In the 1950s, Vespa wasn’t yet selling its scooters in the U.S. on its own. After seeing how successful Sears was at marketing the Allstate Vespas to the American market, Piaggio changed its mind and began marketing Vespas on its own in the U.S. Since the Sears Catalog was the primary way for a lot of folks in remote areas to buy consumer goods, Allstate Vespas of the era are much easier to find in all corners of the country, according to Scooter Lounge.
Now that you know a little more about Allstate scooters, the rather lovely example here is a 1960 Allstate Cruisaire. It’s a later-model Allstate, which means it has a combined speedometer/odometer from Veglia as its sole instrumentation. Models prior to 1958 lacked speedometers from the factory, although they were available as an option. It’s a 125cc two-stroke scoot, with a solo saddle and a little rack on the back.
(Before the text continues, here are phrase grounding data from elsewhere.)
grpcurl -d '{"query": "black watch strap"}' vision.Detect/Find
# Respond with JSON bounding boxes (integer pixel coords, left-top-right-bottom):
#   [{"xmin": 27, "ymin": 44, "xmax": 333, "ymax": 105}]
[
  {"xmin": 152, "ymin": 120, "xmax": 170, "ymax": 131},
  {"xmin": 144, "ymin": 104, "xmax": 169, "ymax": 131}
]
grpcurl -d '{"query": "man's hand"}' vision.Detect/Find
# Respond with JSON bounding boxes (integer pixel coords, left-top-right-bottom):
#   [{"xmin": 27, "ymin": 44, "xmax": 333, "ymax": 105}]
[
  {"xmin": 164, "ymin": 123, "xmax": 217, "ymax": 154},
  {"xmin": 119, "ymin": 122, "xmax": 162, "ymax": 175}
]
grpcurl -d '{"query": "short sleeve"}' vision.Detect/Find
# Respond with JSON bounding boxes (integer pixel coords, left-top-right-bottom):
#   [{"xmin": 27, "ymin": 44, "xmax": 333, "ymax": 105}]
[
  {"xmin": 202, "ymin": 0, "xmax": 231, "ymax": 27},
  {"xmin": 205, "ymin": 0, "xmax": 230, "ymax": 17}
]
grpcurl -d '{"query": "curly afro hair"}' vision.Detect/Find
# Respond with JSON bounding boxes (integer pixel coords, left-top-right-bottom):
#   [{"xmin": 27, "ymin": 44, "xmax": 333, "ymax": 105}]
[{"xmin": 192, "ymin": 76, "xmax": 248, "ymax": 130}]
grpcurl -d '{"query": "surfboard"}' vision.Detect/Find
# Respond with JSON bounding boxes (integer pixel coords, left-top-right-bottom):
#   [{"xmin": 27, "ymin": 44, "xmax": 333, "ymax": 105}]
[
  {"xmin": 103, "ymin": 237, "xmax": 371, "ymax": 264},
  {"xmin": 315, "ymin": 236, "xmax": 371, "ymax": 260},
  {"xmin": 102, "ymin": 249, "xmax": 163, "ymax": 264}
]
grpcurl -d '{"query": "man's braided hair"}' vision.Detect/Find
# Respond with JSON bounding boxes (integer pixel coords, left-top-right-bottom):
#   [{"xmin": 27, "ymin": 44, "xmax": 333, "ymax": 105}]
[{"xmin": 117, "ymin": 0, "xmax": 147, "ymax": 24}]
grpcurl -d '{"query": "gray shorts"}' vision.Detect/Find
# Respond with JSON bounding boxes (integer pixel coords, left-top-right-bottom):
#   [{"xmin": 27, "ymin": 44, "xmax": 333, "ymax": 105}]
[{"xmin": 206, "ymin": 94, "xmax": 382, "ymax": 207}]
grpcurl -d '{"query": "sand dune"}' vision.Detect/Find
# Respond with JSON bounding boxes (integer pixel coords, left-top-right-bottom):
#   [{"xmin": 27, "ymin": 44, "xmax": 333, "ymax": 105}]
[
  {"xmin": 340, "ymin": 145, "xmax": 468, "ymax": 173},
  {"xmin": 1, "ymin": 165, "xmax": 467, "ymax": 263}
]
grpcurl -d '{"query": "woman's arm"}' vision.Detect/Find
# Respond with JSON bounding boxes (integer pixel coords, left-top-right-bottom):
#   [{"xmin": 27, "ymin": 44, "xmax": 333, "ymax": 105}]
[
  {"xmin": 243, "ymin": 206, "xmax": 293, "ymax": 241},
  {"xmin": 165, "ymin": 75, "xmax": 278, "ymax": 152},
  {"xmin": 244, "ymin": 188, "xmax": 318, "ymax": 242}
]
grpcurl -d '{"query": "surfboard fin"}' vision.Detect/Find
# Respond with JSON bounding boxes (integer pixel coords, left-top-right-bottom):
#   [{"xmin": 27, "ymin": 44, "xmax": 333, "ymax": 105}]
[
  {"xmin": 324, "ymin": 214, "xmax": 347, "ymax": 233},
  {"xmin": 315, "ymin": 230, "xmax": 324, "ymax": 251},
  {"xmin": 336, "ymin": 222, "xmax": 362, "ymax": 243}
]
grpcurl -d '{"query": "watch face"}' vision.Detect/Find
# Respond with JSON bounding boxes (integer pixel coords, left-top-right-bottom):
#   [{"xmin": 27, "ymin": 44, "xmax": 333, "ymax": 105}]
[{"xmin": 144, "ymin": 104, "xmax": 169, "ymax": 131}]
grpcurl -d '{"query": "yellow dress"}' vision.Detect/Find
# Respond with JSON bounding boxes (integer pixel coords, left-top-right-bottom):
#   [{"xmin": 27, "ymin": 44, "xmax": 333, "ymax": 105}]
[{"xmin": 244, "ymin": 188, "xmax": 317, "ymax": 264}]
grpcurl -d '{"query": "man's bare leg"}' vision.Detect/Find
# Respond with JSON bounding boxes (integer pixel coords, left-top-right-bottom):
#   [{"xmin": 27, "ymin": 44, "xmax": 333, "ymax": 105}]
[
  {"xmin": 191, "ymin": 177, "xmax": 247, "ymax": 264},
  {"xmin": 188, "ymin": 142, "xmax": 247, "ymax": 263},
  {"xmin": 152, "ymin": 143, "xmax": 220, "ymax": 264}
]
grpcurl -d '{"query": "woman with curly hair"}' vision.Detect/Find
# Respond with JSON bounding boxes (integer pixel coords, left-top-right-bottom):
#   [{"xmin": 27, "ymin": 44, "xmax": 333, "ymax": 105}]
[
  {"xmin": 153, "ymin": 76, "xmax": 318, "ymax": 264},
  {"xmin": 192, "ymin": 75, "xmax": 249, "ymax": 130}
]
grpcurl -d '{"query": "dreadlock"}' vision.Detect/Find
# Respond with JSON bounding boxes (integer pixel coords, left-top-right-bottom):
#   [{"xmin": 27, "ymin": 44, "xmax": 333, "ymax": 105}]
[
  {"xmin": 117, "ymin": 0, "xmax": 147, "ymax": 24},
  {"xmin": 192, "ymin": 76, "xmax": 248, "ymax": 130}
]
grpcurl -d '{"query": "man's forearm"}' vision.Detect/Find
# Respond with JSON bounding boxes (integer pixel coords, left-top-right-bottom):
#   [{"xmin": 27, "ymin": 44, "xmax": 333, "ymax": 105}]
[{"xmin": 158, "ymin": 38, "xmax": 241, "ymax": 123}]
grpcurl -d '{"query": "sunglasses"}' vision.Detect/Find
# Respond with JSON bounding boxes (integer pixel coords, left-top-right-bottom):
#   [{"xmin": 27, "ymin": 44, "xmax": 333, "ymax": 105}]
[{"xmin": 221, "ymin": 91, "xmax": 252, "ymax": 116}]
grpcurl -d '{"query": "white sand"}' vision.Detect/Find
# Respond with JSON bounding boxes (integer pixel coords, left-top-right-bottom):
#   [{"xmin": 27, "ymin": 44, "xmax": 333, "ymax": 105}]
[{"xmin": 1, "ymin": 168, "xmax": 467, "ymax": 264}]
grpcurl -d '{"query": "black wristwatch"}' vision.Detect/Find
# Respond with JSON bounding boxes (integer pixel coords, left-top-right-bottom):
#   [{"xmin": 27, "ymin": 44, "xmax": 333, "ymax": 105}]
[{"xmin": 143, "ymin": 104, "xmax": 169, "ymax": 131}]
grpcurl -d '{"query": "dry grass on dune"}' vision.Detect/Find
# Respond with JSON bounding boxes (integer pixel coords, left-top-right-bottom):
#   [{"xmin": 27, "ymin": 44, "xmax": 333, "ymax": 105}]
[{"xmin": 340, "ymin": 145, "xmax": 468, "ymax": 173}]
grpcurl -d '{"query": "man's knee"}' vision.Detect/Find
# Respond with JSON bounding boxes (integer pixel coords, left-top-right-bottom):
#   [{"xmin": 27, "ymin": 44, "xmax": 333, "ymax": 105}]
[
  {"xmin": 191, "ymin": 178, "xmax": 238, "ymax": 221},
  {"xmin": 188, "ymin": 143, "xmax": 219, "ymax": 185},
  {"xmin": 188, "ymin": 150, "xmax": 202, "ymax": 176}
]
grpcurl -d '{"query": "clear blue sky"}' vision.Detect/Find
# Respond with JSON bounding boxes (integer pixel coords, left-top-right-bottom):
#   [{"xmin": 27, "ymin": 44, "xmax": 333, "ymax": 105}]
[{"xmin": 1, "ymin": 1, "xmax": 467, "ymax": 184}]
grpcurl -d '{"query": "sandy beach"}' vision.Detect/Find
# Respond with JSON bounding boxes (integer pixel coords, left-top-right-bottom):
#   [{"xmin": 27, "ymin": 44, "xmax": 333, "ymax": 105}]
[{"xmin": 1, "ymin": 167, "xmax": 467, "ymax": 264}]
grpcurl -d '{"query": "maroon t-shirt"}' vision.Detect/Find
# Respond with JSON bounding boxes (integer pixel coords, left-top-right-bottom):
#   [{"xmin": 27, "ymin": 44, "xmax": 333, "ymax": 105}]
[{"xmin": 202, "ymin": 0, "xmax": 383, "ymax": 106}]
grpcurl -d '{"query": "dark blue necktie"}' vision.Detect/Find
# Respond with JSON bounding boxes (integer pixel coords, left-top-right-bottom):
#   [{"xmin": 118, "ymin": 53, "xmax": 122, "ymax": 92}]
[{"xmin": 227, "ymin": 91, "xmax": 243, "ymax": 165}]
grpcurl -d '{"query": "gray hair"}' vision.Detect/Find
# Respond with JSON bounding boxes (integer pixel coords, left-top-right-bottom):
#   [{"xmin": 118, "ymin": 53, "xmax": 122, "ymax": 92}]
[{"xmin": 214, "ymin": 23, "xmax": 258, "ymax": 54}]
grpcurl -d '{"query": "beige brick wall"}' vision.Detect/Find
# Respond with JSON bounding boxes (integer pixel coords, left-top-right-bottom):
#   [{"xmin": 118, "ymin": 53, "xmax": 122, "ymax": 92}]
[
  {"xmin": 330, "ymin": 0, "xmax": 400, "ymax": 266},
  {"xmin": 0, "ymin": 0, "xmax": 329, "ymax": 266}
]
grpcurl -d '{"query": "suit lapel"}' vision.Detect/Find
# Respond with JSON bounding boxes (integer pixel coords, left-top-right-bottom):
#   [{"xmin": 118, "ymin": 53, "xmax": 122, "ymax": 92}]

Iconic Motorbike Auctions restored it to running condition earlier in 2021, after it had sat as a non-runner in the owner’s condo for several years. It is currently registered in California on a non-op registration. As you can hear in the video, it purrs rather nicely, even after all this time.
Looking closely at some of the photos, there are some of the kind of blemishes you’d associate with honest age. I mean, the thing is over 60 years old, and it didn’t spend its lifetime in a hermetically-sealed case. The odometer shows 20,242 miles on the clock, although of course total mileage is unknown.
It’s a winning combination of black, with cream accents, Continental whitewall tires (including the spare), and chrome. What more could you ask for? I would personally want to ride it if I owned it, but that’s me, and I don’t make the rules for anyone else.
The current Iconic Motorbike Auctions bid as of August 13, 2021 is up to $1,600, with the auction scheduled to end on August 18, 2021. The reserve price has not yet been met, but you’re welcome to try if you’re interested.